The credit bureaus have become adept at spotting disputes from consumers working with credit clinics, because often such consumers cite legislation and write form letters.

Typically, credit clinic clients claim that a negative account does not belong to them, said Mr. Ford.

By law credit bureaus must verify the information within 30 days, and if they are unable to do so, the disputed information must be removed from the consumer's report.

The new telemarketing rule is aimed at closing the loophole this 30-day requirement leaves open for credit repair companies.

Credit clinics are now forced to prove that their services, which range from $500 to $2,000, are effective. If a credit bureau learns from the credit grantor after the 30-day period that the account in question was indeed late, for example, the late payment is reinstated in the credit report. Credit clinics, therefore, must wait more than six months before they can collect fees for their services to make sure that only inaccurate information is deleted.

Credit clinics, usually small independent operations with less than five employees, have been scrutinized in past years, but this latest legislative salvo appears to have immobilized them.

Charles Rosseel, president of National Credit Group, a small credit repair operation in Boston said, "This could wipe out the entire industry. I'm hoping there will be a court challenge to this provision, but I think everyone is too shell-shocked."

The only organization that seemingly could speak out on behalf of credit repair clinics is the American Council on Credit Reporting Accuracy, which represents about 50 such companies.

Top officials from the council would not return telephone calls.

The telemarketing rule has forced many of Mr. Rosseel's colleagues to stop advertising, lay off employees, and restrict their business to their local market.

"I am prevented from doing business across state lines unless someone is referred to me," said Mr. Rosseel.

While the FTC and the Associated Credit Bureaus, a trade group representing credit bureaus, believe the number of credit repair organizations has increased, they cannot substantiate their observation with actual statistics.

The accuracy council calculated several years ago that there were 9,000 such operations. The group also claims that 47% of all credit reports have errors.

Norman Magnesun, a spokesman for the Associated Credit Bureaus, countered that only one in a thousand reports contain errors that would affect a consumer's ability to get credit.

Associated Credit Bureaus formed a task force eight months ago to closely follow the credit repair industry, which Mr. Magnesun said is difficult to keep track of because it is not well organized and companies do not stay in business long. The Internet, however, is becoming the venue of choice for credit repair companies, making it more difficult to monitor them.

"In the old days credit clinics had an office. Now they are doing things electronically at (minimal) cost," said Mr. Magnesun "The FTC is concerned about this."

In fact, the FTC has charged nine companies doing business on the Internet with fraudulent practices since November 1994.

The April initiative to highlight the telemarketing sales rule will likely sweep up more such cases. Associated Credit Bureaus, the FTC, and the National Association of Attorneys General are preparing this joint effort.

As part of the campaign, the partners hope to convince newspapers across the United States to run disclaimers in their classified sections, which are popular advertising spots for credit repair companies.

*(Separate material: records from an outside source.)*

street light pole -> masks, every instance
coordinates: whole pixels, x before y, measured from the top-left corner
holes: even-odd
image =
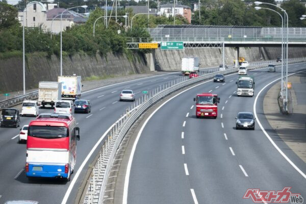
[[[75,8],[79,8],[79,7],[82,7],[84,9],[86,9],[86,8],[87,8],[87,6],[86,5],[84,5],[84,6],[76,6],[76,7],[71,7],[71,8],[69,8],[69,9],[67,9],[65,10],[64,10],[62,13],[61,13],[61,76],[62,76],[63,75],[63,47],[62,47],[62,30],[63,29],[63,28],[62,27],[62,17],[63,17],[63,14],[64,13],[64,12],[68,11],[69,9],[74,9]]]

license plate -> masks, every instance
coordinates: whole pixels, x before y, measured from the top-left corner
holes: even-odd
[[[33,166],[33,171],[42,171],[42,166]]]

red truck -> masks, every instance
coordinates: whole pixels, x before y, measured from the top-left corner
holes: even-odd
[[[197,118],[213,117],[217,118],[218,103],[220,103],[218,95],[209,93],[200,93],[196,94],[196,97],[193,98],[193,100],[195,101],[195,115]]]

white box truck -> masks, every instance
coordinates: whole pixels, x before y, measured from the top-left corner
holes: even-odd
[[[59,76],[58,81],[62,83],[62,99],[74,101],[81,98],[81,76]]]
[[[198,71],[200,66],[198,57],[182,58],[182,74],[189,74],[191,71]]]
[[[56,82],[39,82],[38,84],[38,105],[42,108],[45,105],[52,108],[55,102],[62,98],[62,85]]]

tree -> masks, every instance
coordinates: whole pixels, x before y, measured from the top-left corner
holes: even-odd
[[[17,9],[7,3],[0,2],[0,31],[18,24]]]

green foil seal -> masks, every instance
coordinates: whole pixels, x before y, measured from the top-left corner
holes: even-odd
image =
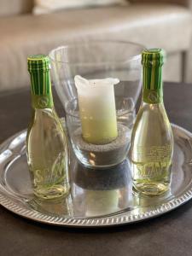
[[[34,108],[50,108],[53,97],[50,82],[50,61],[44,55],[30,55],[27,58],[31,77],[32,99]]]
[[[143,100],[149,104],[163,102],[162,67],[166,52],[162,49],[145,49],[142,53]]]

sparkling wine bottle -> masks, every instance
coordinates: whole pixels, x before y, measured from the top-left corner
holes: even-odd
[[[69,192],[67,138],[51,92],[50,63],[46,55],[27,59],[32,84],[32,119],[27,131],[27,161],[34,195],[54,199]]]
[[[167,191],[172,177],[173,137],[163,103],[164,59],[161,49],[143,52],[143,101],[131,135],[133,189],[148,195]]]

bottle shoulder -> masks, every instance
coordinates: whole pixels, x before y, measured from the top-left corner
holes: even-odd
[[[43,131],[44,133],[49,133],[54,136],[59,133],[65,133],[60,118],[55,108],[33,110],[27,134],[33,132],[38,137],[42,136]]]

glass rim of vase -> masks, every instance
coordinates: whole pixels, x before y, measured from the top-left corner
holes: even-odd
[[[74,62],[74,61],[56,61],[55,58],[54,58],[54,53],[61,50],[61,49],[73,49],[74,47],[77,48],[81,48],[84,47],[84,45],[94,45],[94,44],[119,44],[121,45],[132,45],[132,46],[137,46],[138,48],[141,49],[141,52],[140,54],[137,55],[131,55],[127,60],[119,60],[119,61],[103,61],[103,62],[99,62],[99,63],[96,63],[94,61],[89,61],[89,62]],[[53,49],[51,49],[49,53],[49,57],[50,58],[50,61],[55,62],[55,63],[61,63],[63,65],[73,65],[73,66],[79,66],[79,65],[101,65],[101,64],[106,64],[106,63],[127,63],[132,61],[138,61],[141,59],[141,54],[142,51],[146,49],[146,47],[141,44],[138,43],[134,43],[131,41],[123,41],[123,40],[86,40],[86,41],[81,41],[81,42],[75,42],[75,43],[72,43],[72,44],[64,44],[64,45],[61,45],[58,46]]]

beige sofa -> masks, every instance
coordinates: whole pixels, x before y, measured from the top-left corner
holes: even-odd
[[[29,85],[26,56],[68,42],[120,39],[168,53],[165,79],[190,79],[190,0],[130,0],[127,7],[63,10],[34,16],[32,0],[0,0],[0,90]]]

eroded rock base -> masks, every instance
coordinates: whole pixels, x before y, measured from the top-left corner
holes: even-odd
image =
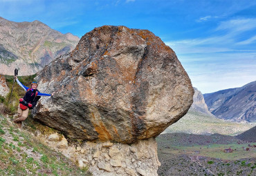
[[[161,164],[154,138],[129,145],[110,141],[71,144],[57,133],[37,137],[80,167],[88,167],[93,175],[158,175]]]

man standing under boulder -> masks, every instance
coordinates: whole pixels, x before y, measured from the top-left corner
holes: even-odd
[[[31,88],[28,88],[23,85],[15,76],[15,80],[18,84],[24,89],[26,92],[23,98],[19,99],[19,104],[18,106],[18,117],[13,121],[16,123],[19,128],[21,128],[22,121],[25,121],[28,115],[28,110],[33,109],[37,104],[37,101],[41,96],[53,96],[54,93],[46,94],[41,93],[37,89],[38,84],[35,81],[31,83]]]

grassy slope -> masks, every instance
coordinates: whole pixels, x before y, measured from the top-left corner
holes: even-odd
[[[0,115],[0,175],[91,175]]]
[[[214,134],[235,135],[255,126],[254,124],[226,121],[198,112],[189,111],[176,123],[169,126],[163,133],[186,133],[190,134]]]

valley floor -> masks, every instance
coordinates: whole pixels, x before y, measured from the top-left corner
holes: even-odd
[[[159,175],[256,175],[256,143],[221,135],[156,138]]]

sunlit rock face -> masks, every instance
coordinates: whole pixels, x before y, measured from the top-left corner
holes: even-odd
[[[6,78],[0,75],[0,95],[6,97],[9,92],[9,88],[7,86]]]
[[[145,30],[104,26],[37,74],[33,117],[70,137],[131,144],[181,118],[194,90],[175,52]]]

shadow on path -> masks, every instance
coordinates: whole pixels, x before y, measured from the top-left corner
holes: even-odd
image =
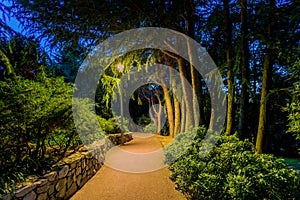
[[[155,135],[134,134],[112,148],[104,166],[71,199],[183,200],[163,164],[163,148]]]

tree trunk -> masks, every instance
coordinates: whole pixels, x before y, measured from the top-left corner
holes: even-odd
[[[241,0],[241,72],[242,88],[240,97],[240,115],[238,133],[241,139],[250,138],[247,130],[247,115],[249,102],[249,47],[248,47],[248,22],[247,22],[247,0]]]
[[[227,103],[227,124],[226,134],[233,132],[234,123],[234,74],[232,62],[232,24],[230,20],[229,0],[223,0],[224,18],[226,26],[226,63],[227,63],[227,86],[228,86],[228,103]]]
[[[171,66],[171,63],[168,63],[168,66]],[[174,77],[174,71],[171,70],[170,68],[170,77]],[[173,101],[174,101],[174,134],[172,135],[172,137],[175,137],[176,134],[179,131],[180,128],[180,103],[178,101],[178,98],[176,96],[177,94],[177,85],[175,80],[171,79],[171,85],[172,85],[172,92],[173,92]]]
[[[173,115],[172,100],[168,88],[165,85],[162,85],[162,88],[164,91],[164,97],[166,101],[166,108],[167,108],[167,115],[168,115],[168,122],[169,122],[169,133],[171,136],[174,136],[174,115]]]
[[[184,104],[185,104],[185,128],[184,131],[187,131],[191,126],[194,125],[193,121],[193,108],[191,102],[189,102],[189,97],[191,94],[189,94],[189,90],[187,89],[186,86],[186,67],[185,67],[185,62],[182,58],[178,58],[178,66],[179,66],[179,73],[181,77],[181,85],[182,85],[182,95],[184,98]],[[184,122],[184,121],[183,121]]]
[[[258,122],[258,131],[256,138],[256,146],[255,150],[257,154],[263,153],[263,141],[266,135],[267,130],[267,100],[268,100],[268,89],[270,84],[270,74],[273,68],[273,42],[271,40],[273,34],[272,28],[272,12],[273,8],[275,8],[275,1],[270,1],[270,10],[268,16],[268,26],[267,26],[267,47],[265,50],[265,58],[264,58],[264,71],[263,71],[263,80],[262,80],[262,90],[260,97],[260,109],[259,109],[259,122]]]
[[[184,102],[184,97],[181,97],[181,126],[180,126],[180,132],[185,132],[185,117],[186,117],[186,105]]]

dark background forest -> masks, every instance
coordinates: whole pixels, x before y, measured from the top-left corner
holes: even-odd
[[[166,124],[160,127],[154,120],[149,132],[176,137],[191,126],[209,128],[212,110],[203,77],[180,56],[154,49],[111,63],[99,80],[96,104],[89,99],[72,103],[77,71],[89,52],[115,34],[141,27],[178,31],[209,53],[226,87],[223,135],[236,136],[223,140],[234,141],[236,151],[248,149],[238,146],[245,141],[255,154],[299,157],[299,10],[298,0],[0,2],[0,191],[6,193],[30,174],[43,174],[83,143],[102,138],[97,133],[79,138],[72,116],[77,103],[86,105],[86,120],[97,115],[99,132],[120,132],[120,118],[110,108],[112,92],[122,74],[145,63],[164,63],[182,74],[195,90],[199,113],[185,99],[180,104],[170,88],[152,83],[132,94],[132,119],[147,127],[163,107]],[[18,21],[17,29],[11,19]],[[123,72],[115,70],[118,63]],[[189,95],[182,87],[183,96]],[[154,104],[161,106],[149,114]],[[92,107],[96,113],[89,112]]]

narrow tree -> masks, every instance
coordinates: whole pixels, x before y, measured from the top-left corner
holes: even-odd
[[[234,123],[234,74],[232,62],[232,24],[230,19],[229,0],[223,0],[224,18],[226,27],[226,64],[227,64],[227,86],[228,86],[228,103],[227,103],[227,125],[226,134],[233,132]]]
[[[275,0],[270,0],[269,4],[269,13],[267,16],[267,38],[266,38],[266,49],[265,49],[265,57],[264,57],[264,71],[263,71],[263,80],[262,80],[262,91],[260,97],[260,110],[259,110],[259,122],[258,122],[258,131],[256,138],[256,153],[263,153],[263,141],[264,136],[266,134],[267,128],[267,101],[268,101],[268,90],[270,86],[270,75],[273,68],[273,42],[272,42],[272,34],[273,34],[273,12],[275,11]]]
[[[240,1],[241,6],[241,72],[242,88],[240,96],[240,115],[238,124],[239,137],[248,137],[247,113],[249,101],[249,46],[248,46],[248,21],[247,21],[247,0]]]

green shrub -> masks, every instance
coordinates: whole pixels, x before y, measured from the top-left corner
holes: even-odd
[[[236,136],[220,136],[215,148],[201,157],[202,138],[198,135],[186,153],[170,166],[171,179],[188,199],[299,197],[296,171],[286,169],[283,160],[254,154],[252,143]]]

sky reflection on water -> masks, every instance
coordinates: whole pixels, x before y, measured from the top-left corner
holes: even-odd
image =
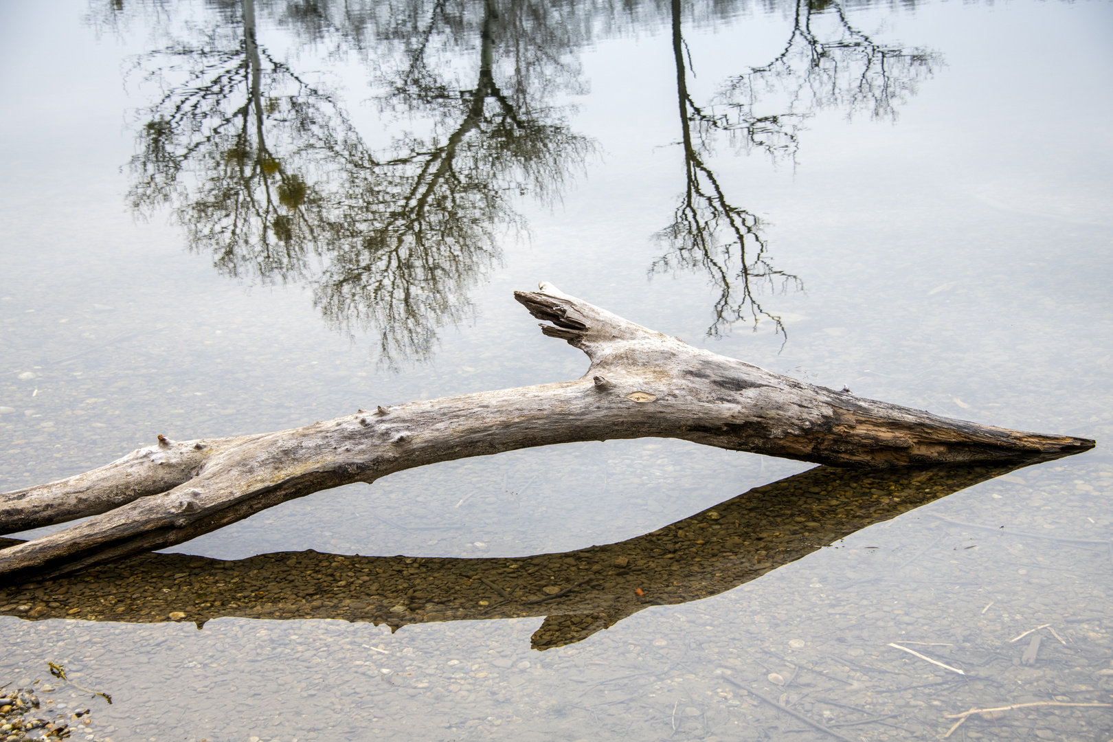
[[[829,739],[777,703],[875,720],[834,728],[851,739],[916,739],[972,706],[1109,700],[1107,4],[715,3],[683,7],[679,33],[667,3],[500,6],[486,46],[494,6],[445,4],[421,47],[432,4],[353,22],[259,2],[254,68],[244,3],[126,7],[3,9],[0,126],[20,144],[2,179],[2,489],[156,434],[579,376],[511,299],[538,279],[812,383],[1099,448],[542,653],[540,616],[394,634],[4,616],[0,684],[65,663],[114,695],[88,729],[115,742]],[[219,60],[205,85],[240,77],[160,128],[199,59],[175,50],[198,44]],[[142,82],[156,70],[165,87]],[[579,552],[805,468],[669,441],[558,446],[319,493],[185,551]],[[1064,643],[1009,641],[1048,623]],[[70,692],[55,705],[92,705]],[[953,736],[1111,730],[1109,709],[1036,706]]]

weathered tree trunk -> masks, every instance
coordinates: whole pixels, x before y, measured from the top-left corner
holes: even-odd
[[[854,467],[997,463],[1093,441],[947,419],[693,348],[542,284],[515,298],[591,359],[572,382],[412,402],[301,428],[158,443],[0,495],[0,533],[93,515],[0,550],[0,580],[165,548],[295,497],[435,462],[610,438],[682,438]]]
[[[636,538],[558,554],[424,558],[308,550],[236,561],[137,554],[49,585],[0,586],[0,614],[198,626],[223,616],[344,619],[392,630],[548,616],[531,641],[545,650],[582,641],[651,605],[727,592],[869,525],[1046,458],[867,471],[818,466]],[[9,542],[0,538],[0,545]],[[341,584],[332,576],[337,564],[358,577]],[[137,592],[137,580],[148,590]]]

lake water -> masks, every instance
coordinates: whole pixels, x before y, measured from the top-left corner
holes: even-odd
[[[4,588],[0,685],[91,709],[72,739],[935,739],[1015,704],[947,739],[1113,736],[1109,2],[0,8],[0,491],[575,378],[539,280],[1097,439],[928,475],[584,443],[318,493]]]

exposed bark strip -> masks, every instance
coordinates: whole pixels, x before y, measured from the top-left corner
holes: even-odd
[[[0,533],[90,520],[0,550],[0,580],[189,541],[273,505],[436,462],[578,441],[681,438],[854,467],[996,463],[1093,441],[937,417],[693,348],[550,284],[515,293],[591,359],[579,379],[412,402],[235,438],[160,438],[100,469],[0,495]],[[128,502],[130,501],[130,502]]]

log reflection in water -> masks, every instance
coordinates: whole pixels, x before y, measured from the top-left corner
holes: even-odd
[[[0,614],[186,620],[198,627],[224,616],[344,619],[392,630],[543,615],[531,644],[546,650],[583,641],[651,605],[726,592],[868,525],[1036,461],[884,472],[819,466],[646,535],[560,554],[426,558],[309,550],[233,562],[142,554],[0,588]],[[0,538],[0,546],[13,543]]]

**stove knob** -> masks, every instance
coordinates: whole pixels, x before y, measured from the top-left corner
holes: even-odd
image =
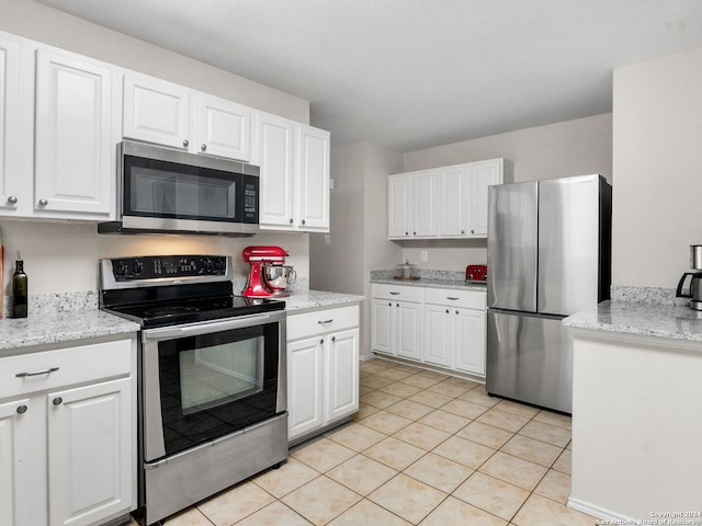
[[[125,263],[120,262],[116,265],[114,265],[115,276],[124,277],[127,275],[127,272],[129,272],[129,267]]]

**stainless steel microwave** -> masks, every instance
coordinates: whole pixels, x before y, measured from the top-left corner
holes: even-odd
[[[252,236],[259,168],[141,142],[117,145],[117,221],[99,233]]]

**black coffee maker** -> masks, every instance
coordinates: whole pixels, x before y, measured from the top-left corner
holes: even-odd
[[[690,298],[690,308],[702,310],[702,244],[690,245],[690,268],[697,272],[682,274],[676,297]]]

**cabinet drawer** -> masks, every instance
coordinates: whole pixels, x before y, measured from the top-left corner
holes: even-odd
[[[121,340],[0,358],[0,400],[129,375],[131,351],[132,341]],[[42,373],[49,369],[55,370]],[[22,373],[41,374],[16,376]]]
[[[371,287],[371,296],[383,299],[399,299],[401,301],[415,301],[421,304],[423,288],[401,285],[385,285],[375,283]]]
[[[424,302],[462,307],[465,309],[485,310],[487,305],[487,291],[455,290],[452,288],[427,288],[424,290]]]
[[[359,327],[359,306],[316,310],[287,317],[287,341]]]

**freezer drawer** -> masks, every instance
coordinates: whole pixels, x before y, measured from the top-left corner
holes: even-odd
[[[563,317],[489,309],[489,395],[573,411],[573,341]]]

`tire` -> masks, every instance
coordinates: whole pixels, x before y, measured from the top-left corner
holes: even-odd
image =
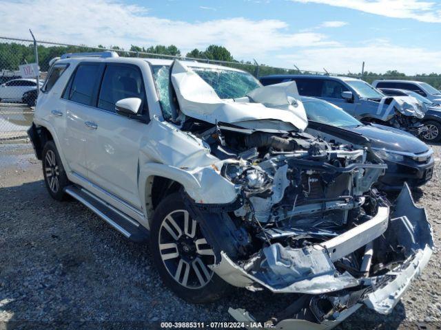
[[[421,138],[427,142],[438,142],[441,140],[441,123],[435,120],[428,120],[423,123],[428,132],[421,134]]]
[[[26,103],[26,105],[29,107],[34,107],[35,104],[37,104],[37,100],[34,98],[29,98],[28,99],[26,99],[25,100],[25,103]]]
[[[48,141],[41,157],[43,175],[49,195],[57,201],[65,199],[64,188],[69,186],[68,176],[53,141]]]
[[[155,210],[150,250],[165,285],[189,302],[215,301],[232,287],[207,267],[214,263],[214,254],[180,192],[167,196]]]

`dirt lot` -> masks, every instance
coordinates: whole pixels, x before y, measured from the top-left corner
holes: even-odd
[[[433,149],[433,178],[413,195],[438,246],[441,146]],[[340,329],[441,328],[440,263],[435,252],[391,314],[362,307]],[[30,145],[0,144],[0,330],[54,329],[54,322],[154,329],[158,321],[232,320],[229,306],[263,310],[278,301],[244,289],[211,305],[181,300],[163,286],[147,244],[127,241],[78,202],[51,199]]]

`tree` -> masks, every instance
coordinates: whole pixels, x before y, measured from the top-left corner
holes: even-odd
[[[225,60],[227,62],[234,62],[235,60],[229,51],[223,46],[210,45],[203,52],[198,49],[194,49],[187,53],[187,57],[194,58],[204,58],[214,60]]]
[[[223,46],[210,45],[204,52],[204,54],[210,60],[225,60],[227,62],[233,62],[234,60],[231,53]]]
[[[187,53],[186,57],[191,57],[192,58],[205,58],[203,52],[199,50],[194,49],[192,52]]]

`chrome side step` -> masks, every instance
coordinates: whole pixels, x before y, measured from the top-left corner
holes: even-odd
[[[148,239],[149,231],[138,221],[92,192],[76,186],[69,186],[64,191],[131,241],[144,241]]]

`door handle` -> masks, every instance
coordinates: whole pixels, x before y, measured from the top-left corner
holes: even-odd
[[[96,129],[98,128],[98,125],[92,122],[84,122],[84,124],[90,129]]]
[[[54,116],[57,116],[57,117],[62,117],[63,113],[61,111],[59,111],[58,110],[52,110],[50,111],[51,113]]]

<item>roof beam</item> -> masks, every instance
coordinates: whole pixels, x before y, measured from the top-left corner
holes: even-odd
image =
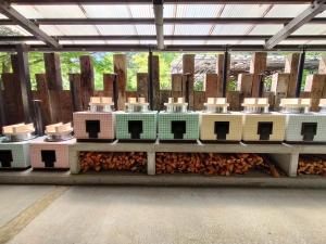
[[[126,4],[126,3],[152,3],[151,0],[10,0],[14,4]],[[165,0],[165,3],[216,3],[216,0]],[[218,4],[256,4],[254,0],[220,0]],[[260,0],[259,3],[265,4],[304,4],[311,0]]]
[[[261,35],[174,35],[164,36],[165,40],[267,40],[272,36]],[[57,40],[156,40],[156,36],[55,36]],[[289,36],[289,40],[326,40],[326,35],[296,35]],[[0,36],[0,42],[22,42],[37,40],[34,36]]]
[[[301,26],[310,22],[314,16],[325,11],[326,0],[315,0],[306,10],[301,14],[294,17],[289,24],[287,24],[283,29],[275,34],[271,39],[265,43],[266,49],[272,49],[280,41],[285,40],[292,33],[299,29]]]
[[[174,35],[164,36],[165,40],[267,40],[272,36],[261,35]],[[57,40],[156,40],[154,35],[145,36],[55,36]],[[326,40],[326,35],[294,35],[289,40]],[[0,42],[22,42],[37,40],[34,36],[0,36]]]
[[[36,25],[153,25],[154,18],[30,18]],[[288,24],[287,17],[180,17],[163,18],[164,24]],[[311,24],[326,24],[326,17],[316,17]],[[12,20],[0,20],[0,25],[15,25]]]
[[[155,16],[155,29],[158,49],[164,49],[164,30],[163,30],[163,0],[153,0],[153,10]]]
[[[158,51],[154,47],[151,47],[152,51]],[[142,51],[148,52],[149,46],[146,44],[63,44],[60,48],[51,48],[49,46],[29,46],[29,51],[38,52],[101,52],[101,51]],[[214,44],[197,44],[197,46],[165,46],[164,51],[171,52],[183,52],[183,51],[199,51],[199,52],[216,52],[224,51],[225,46],[214,46]],[[300,51],[302,50],[301,46],[289,44],[289,46],[276,46],[272,50],[266,50],[263,44],[238,44],[238,46],[228,46],[229,51]],[[16,46],[14,44],[0,44],[0,51],[15,52]],[[326,51],[325,44],[312,44],[306,47],[306,51]]]
[[[60,47],[59,42],[54,38],[48,36],[36,24],[28,21],[21,13],[18,13],[15,9],[13,9],[8,2],[5,2],[5,1],[0,2],[0,12],[2,12],[2,14],[4,14],[7,17],[14,21],[17,25],[22,26],[24,29],[29,31],[32,35],[34,35],[36,38],[43,41],[45,43],[47,43],[53,48]]]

"We are asking newspapers to bear some responsibility for the ads they run," said Mr. Medine.

At least one bold credit repair advocate is fighting back.

Bruce J. Danielson, founder and chairman of Masters of Money and Credit Corp., a Dallas-based credit repair company, filed a lawsuit in January against the three major credit bureaus, the National Foundation for Consumer Credit and its Dallas affiliate, and Texaco, alleging that the defendants are engaging in monopolistic and collusive practices aimed at putting Masters of Money out of business.

"I hope Bruce knows what he's up against," said Mr. Rosseel. "That's a real David and Goliath story."